Methods: This observational cohort study was performed in the intensive care units of the University Hospital Basel (Switzerland), a university-affiliated tertiary care center. Adult patients with SE admitted from 2005 to 2012 were included. Serum levels of PCT, CRP and albumin were assessed at SE onset. Unfavorable outcome (i.e., death and a Glasgow Outcome Score of 1 to 3) during hospital stay and mortality after 30 days were considered the primary and infections as the secondary outcome measures.

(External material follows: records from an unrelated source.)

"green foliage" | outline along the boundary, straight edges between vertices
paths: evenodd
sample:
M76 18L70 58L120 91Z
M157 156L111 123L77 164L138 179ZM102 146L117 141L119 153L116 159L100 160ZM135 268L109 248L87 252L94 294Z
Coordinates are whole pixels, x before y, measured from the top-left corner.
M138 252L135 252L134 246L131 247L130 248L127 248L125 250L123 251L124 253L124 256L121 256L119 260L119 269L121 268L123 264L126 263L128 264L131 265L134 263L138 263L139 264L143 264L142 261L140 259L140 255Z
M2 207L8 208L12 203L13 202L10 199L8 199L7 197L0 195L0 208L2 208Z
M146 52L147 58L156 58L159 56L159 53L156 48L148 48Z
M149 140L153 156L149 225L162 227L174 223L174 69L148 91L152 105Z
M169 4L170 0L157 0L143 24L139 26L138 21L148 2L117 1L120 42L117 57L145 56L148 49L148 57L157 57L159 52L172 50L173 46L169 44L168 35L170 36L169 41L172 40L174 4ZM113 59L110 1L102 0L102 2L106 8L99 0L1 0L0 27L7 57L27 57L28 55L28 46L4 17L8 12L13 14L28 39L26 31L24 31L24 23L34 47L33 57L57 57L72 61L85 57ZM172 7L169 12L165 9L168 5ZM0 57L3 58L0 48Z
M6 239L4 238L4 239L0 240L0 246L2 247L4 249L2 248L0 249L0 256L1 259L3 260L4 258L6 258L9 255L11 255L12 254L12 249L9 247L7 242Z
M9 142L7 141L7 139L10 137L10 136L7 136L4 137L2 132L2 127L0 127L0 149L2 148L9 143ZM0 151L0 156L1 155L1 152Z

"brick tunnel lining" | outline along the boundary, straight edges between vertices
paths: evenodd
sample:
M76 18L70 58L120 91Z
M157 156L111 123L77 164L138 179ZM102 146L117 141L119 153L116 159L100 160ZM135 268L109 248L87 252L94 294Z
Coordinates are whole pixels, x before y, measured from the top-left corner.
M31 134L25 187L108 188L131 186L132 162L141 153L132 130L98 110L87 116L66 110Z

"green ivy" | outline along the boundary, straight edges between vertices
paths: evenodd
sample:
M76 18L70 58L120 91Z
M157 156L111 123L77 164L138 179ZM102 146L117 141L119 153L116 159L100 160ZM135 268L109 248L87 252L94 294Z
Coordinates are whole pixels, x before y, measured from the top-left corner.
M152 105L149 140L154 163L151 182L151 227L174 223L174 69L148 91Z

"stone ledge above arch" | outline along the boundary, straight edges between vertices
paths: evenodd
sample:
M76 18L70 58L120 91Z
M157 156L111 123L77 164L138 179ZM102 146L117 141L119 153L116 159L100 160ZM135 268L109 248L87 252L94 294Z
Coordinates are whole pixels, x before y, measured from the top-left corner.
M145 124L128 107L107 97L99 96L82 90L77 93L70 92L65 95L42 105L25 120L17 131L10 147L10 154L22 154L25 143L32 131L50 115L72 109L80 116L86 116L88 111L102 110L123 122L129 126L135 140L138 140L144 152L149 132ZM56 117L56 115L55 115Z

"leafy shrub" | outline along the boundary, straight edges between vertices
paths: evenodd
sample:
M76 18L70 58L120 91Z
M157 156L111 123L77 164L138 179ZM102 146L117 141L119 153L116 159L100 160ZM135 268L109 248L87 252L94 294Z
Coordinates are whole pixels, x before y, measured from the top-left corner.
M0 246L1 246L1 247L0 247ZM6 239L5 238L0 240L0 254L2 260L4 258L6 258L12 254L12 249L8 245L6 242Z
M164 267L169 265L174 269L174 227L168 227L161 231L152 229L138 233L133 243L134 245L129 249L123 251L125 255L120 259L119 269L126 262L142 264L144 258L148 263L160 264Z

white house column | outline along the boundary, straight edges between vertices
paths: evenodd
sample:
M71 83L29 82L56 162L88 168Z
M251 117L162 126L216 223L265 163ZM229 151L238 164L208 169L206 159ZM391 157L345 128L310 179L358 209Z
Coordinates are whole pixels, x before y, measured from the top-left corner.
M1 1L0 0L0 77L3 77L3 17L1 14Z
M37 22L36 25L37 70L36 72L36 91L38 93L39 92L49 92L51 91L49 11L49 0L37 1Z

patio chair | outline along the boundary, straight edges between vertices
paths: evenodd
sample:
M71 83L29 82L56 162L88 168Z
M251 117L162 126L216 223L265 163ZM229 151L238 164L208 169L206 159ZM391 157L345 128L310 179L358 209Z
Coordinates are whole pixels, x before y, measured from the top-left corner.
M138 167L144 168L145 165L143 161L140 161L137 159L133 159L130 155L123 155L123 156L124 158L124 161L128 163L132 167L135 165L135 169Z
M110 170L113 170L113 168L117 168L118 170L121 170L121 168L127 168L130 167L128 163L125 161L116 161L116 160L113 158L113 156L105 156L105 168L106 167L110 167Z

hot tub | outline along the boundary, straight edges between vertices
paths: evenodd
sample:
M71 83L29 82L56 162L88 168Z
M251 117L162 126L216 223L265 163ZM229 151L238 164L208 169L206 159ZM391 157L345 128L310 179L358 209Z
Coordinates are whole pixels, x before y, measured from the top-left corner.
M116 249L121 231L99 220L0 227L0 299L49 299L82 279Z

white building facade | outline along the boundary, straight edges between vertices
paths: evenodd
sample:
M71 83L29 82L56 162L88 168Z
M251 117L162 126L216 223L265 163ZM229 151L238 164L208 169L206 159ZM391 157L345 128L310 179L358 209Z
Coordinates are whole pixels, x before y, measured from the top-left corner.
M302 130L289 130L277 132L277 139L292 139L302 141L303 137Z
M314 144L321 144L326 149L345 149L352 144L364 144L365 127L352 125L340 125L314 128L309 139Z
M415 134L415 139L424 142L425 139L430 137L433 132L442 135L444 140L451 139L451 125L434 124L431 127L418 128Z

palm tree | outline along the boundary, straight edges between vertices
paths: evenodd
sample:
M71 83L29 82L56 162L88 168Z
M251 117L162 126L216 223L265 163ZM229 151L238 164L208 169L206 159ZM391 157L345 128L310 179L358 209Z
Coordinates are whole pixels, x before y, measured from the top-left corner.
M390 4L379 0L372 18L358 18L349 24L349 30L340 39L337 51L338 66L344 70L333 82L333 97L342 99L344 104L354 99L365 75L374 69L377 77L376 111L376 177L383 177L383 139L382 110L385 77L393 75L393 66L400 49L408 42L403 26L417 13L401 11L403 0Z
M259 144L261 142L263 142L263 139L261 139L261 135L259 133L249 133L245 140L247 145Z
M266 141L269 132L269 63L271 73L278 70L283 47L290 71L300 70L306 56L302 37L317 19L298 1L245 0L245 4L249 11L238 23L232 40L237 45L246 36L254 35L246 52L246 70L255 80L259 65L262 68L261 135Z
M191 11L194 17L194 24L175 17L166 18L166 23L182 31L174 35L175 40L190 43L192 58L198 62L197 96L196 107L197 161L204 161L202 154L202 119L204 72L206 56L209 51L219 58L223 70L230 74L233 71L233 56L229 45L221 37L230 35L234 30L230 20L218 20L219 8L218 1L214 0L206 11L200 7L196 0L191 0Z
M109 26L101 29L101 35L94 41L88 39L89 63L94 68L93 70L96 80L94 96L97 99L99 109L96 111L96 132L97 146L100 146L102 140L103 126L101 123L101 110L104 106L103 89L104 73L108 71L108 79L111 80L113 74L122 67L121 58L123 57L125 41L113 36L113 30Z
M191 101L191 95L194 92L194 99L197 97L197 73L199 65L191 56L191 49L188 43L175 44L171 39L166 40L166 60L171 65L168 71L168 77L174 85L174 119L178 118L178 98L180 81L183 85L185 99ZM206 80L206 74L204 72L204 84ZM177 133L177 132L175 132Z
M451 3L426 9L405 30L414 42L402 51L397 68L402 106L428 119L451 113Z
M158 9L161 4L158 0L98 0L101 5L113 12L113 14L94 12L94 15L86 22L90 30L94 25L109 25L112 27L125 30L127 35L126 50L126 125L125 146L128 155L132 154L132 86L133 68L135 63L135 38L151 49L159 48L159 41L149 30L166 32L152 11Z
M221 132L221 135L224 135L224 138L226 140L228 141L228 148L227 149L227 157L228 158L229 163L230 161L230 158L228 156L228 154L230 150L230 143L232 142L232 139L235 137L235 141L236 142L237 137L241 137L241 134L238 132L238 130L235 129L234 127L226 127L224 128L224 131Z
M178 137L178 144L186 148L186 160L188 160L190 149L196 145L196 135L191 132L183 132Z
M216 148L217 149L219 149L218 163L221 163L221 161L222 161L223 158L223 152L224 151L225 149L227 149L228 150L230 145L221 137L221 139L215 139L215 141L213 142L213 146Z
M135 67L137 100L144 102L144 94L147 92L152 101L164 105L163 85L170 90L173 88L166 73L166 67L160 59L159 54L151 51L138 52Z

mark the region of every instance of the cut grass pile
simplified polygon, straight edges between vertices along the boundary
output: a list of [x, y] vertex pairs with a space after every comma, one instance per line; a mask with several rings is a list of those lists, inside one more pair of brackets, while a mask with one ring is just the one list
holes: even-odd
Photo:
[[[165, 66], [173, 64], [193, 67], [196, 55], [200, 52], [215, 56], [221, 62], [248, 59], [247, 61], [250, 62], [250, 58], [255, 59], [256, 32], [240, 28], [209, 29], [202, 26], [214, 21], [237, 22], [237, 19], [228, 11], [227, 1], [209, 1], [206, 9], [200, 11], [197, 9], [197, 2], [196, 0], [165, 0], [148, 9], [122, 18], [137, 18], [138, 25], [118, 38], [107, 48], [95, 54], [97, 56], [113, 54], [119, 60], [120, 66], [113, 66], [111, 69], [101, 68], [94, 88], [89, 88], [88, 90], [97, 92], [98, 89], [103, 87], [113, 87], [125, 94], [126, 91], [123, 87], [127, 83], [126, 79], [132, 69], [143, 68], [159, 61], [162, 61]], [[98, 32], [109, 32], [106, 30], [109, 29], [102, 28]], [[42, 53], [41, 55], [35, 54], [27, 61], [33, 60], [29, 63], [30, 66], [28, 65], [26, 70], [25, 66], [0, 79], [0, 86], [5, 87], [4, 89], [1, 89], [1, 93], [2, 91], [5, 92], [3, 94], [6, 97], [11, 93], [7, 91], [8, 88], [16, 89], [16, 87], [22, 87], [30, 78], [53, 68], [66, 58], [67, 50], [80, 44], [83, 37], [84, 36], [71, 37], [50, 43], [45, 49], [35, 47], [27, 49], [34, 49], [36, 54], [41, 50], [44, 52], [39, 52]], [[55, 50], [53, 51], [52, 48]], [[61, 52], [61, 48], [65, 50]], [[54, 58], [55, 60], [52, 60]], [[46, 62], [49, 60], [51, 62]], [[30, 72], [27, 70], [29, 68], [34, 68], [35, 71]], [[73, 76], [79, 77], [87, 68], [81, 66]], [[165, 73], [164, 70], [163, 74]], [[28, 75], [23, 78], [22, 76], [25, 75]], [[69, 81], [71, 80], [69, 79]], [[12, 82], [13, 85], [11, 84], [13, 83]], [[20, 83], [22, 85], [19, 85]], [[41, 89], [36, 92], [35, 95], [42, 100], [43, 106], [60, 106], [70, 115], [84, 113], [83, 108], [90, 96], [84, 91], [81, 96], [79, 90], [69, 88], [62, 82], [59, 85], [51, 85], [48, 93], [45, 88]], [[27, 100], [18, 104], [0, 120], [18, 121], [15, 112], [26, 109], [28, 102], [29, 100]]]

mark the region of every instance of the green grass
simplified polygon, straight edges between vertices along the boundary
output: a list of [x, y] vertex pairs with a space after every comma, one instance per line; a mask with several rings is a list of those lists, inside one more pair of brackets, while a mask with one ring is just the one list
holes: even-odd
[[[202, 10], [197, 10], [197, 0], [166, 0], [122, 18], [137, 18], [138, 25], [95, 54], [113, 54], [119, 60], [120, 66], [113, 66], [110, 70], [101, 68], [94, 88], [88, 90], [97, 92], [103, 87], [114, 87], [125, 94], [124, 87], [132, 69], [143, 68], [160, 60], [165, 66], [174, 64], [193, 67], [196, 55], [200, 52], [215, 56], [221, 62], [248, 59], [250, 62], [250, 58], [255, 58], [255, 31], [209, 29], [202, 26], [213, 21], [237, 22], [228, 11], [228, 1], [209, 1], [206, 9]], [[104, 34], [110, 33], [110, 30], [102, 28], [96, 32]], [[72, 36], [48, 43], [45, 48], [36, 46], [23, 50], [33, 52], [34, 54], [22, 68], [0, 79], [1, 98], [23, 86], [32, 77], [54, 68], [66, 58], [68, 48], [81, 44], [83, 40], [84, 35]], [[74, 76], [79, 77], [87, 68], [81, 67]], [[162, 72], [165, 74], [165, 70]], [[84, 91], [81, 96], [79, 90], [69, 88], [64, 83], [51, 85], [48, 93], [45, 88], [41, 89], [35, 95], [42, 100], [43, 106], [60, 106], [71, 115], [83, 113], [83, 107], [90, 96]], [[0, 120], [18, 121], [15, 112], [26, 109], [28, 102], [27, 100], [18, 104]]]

Results: In 91 SE patients, mortality was 23.1 % during hospital stay and at 30-days follow-up. Infections emerged in 30.8 % of patients. In the multivariable analysis, PCT predicted unfavorable outcome independently from possible confounders such as acute etiology, infections during SE, the Charlson Comorbidity Index, and the Status Epilepticus Severity Score (hazard ratio 1.44 per every increasing ug/L, 95 % confidence interval 1.11-1.87). Additional multivariable analysis including serum levels of PCT, CRP and albumin revealed PCT as the only biomarker independently associated with an increased hazard for unfavorable outcome. PCT levels at SE onset were not related to infections during SE.
Conclusions: Serum PCT levels measured at SE onset are independently associated with unfavorable outcome but do not predict the emergence of infections during SE. Procalcitonin may increase the predictive value of clinical scoring systems allowing for rapid risk stratification early in the course of SE.